Как будто Идо — это неоспоримое доказательство чего-то моего!

Нет мне покоя! На улице хамсин. Воздух обволакивает и липнет, как резина…

11 августа

…Как раз, когда я утром вышел отправить тебе письмо, я получил твою записку из университетской библиотеки. Представил, как ты сидишь в читальном зале отдела иудаизма, пишешь эти раскованно-возбуждённые фразы и тут же скользишь в изящном слаломе переписывать предложения из «Истории народа Израиля в древние времена» всякий раз, когда мимо проходит твоя подруга-учительница, и в тысячный раз подумал — как хорошо, что мы нашли друг друга в этой громадной куче гороха, и какое счастье, что мы из одной страны, из одного языка и из одних и тех же школьных учебников Папориш и Дувшани…

Кстати — что касается цитаты, которую ты не могла вспомнить (когда я пробовал «примерить» письмо, в котором ты писала о Йохае)…

Каюсь, я не занялся этим сразу, но не позднее завтрашнего утра я пошлю гонцов искать её в книгах, не пройдёт и недели как… (не более, чем через двадцати четыре часа!) у меня будет полная цитата с точным указанием источника. Обещаю!

Вчера я снова почувствовал, какая это удивительная вещь — письма: когда ты получаешь письмо от меня, я уже совсем в другом месте. Когда я читаю твоё письмо, я в сущности нахожусь в уже прошедшем для тебя мгновении; я с тобой в том времени, в котором тебя уже нет. Получается, что каждый из нас хранит верность покинутым мгновениям другого… Как ты думаешь — не в этом ли причина той грусти, которую вызывает во мне почти каждое твоё письмо, независимо от его содержания, даже такая смешная записка из университета? Жизнь проходит…

11–12 августа

Немедленно отчитай за невежество трёх своих бездельников из ешивы: рабби Нахман из Брацлава — вот кто автор забытой цитаты!

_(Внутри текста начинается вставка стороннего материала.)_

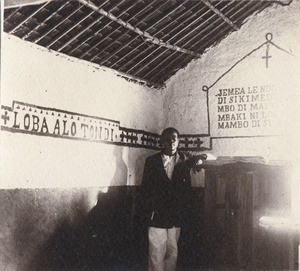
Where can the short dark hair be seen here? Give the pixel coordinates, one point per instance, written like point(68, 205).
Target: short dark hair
point(168, 131)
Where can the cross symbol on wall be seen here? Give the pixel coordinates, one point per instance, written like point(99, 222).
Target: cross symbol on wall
point(198, 142)
point(5, 117)
point(186, 142)
point(267, 56)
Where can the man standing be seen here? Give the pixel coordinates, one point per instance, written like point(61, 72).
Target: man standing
point(165, 185)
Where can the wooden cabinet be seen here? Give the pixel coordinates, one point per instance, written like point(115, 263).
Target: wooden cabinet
point(237, 195)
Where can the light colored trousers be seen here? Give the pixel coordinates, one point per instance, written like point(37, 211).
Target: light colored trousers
point(163, 248)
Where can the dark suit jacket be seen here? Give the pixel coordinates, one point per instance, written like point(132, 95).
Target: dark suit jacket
point(166, 201)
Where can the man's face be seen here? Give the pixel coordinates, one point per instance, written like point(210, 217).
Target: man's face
point(171, 142)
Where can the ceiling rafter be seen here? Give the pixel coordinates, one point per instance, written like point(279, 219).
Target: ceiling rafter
point(143, 34)
point(136, 37)
point(125, 33)
point(156, 33)
point(28, 18)
point(220, 14)
point(207, 43)
point(182, 38)
point(97, 33)
point(56, 26)
point(198, 18)
point(74, 29)
point(44, 21)
point(88, 27)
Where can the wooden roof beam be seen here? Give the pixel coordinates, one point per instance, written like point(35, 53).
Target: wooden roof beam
point(220, 14)
point(143, 34)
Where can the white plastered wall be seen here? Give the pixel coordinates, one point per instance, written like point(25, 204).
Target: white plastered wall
point(185, 104)
point(34, 75)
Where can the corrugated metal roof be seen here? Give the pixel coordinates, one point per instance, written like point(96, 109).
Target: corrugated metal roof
point(148, 40)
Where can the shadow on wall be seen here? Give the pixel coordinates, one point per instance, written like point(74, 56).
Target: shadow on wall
point(103, 239)
point(55, 229)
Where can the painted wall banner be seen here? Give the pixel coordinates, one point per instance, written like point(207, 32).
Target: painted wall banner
point(50, 122)
point(254, 98)
point(246, 107)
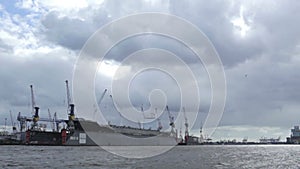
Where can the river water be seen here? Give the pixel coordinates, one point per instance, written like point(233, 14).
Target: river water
point(206, 157)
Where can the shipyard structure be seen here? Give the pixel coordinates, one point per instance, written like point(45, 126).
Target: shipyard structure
point(78, 131)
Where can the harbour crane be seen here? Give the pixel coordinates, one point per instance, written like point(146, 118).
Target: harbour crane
point(171, 119)
point(70, 108)
point(186, 123)
point(12, 123)
point(99, 101)
point(51, 121)
point(35, 109)
point(159, 122)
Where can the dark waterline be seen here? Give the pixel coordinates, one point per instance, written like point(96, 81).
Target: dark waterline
point(217, 156)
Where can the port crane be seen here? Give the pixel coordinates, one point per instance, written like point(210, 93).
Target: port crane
point(186, 124)
point(158, 121)
point(171, 119)
point(13, 124)
point(70, 109)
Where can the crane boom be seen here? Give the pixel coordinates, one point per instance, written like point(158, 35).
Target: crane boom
point(32, 99)
point(68, 94)
point(186, 123)
point(50, 120)
point(102, 96)
point(171, 118)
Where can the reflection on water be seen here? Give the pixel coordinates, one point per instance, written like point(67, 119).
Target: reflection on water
point(252, 156)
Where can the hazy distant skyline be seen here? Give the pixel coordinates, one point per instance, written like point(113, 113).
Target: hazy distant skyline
point(258, 43)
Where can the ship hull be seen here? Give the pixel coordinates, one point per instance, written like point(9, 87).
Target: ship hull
point(88, 133)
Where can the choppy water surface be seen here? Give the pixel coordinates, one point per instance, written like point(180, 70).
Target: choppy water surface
point(253, 156)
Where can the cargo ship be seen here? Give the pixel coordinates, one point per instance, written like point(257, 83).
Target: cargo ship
point(79, 131)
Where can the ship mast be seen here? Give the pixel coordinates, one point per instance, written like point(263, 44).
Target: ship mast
point(171, 119)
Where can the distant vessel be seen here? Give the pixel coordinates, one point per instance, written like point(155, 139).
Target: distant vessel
point(86, 132)
point(265, 140)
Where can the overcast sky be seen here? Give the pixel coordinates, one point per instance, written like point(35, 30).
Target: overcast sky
point(258, 43)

В своём сборнике бесед в «Оплодотворении бесплодных» он говорит о «людях, которые спят свою жизнь», — то ли из-за малозначительной работы, то ли из-за страстей и дурных поступков, а может быть, они ели духовную пищу, которая погрузила их мозг в спячку…

Оказывается, нужно оживить сердца этих спящих, разбудить их, но только сделать это осторожно, как будят лунатика. Поэтому, как только такой человек проснётся, нужно «вернуть ему лицо, которое он потерял во время сна». И как же, по-твоему, р. Нахман предлагает это сделать? «…Как лечат слепого. Нужно оградить его, чтоб не увидел внезапно света, приглушить свет, дабы не повредило ему то, что он вдруг увидит. Кроме того, когда хотят разбудить того, кто длительное время находился во сне и во тьме, нужно возвращать ему лицо, рассказывая притчи»…

Знаешь, который час? И кто проснётся завтра в полседьмого? И кто будет спать свою жизнь двенадцать часов подряд на малозначительной работе?

Яир

Ты видела? Как только я закончил — звезда через весь небосвод!

Быстро-быстро, что попросить (у меня нет ни одного готового желания, у тебя есть идея?)…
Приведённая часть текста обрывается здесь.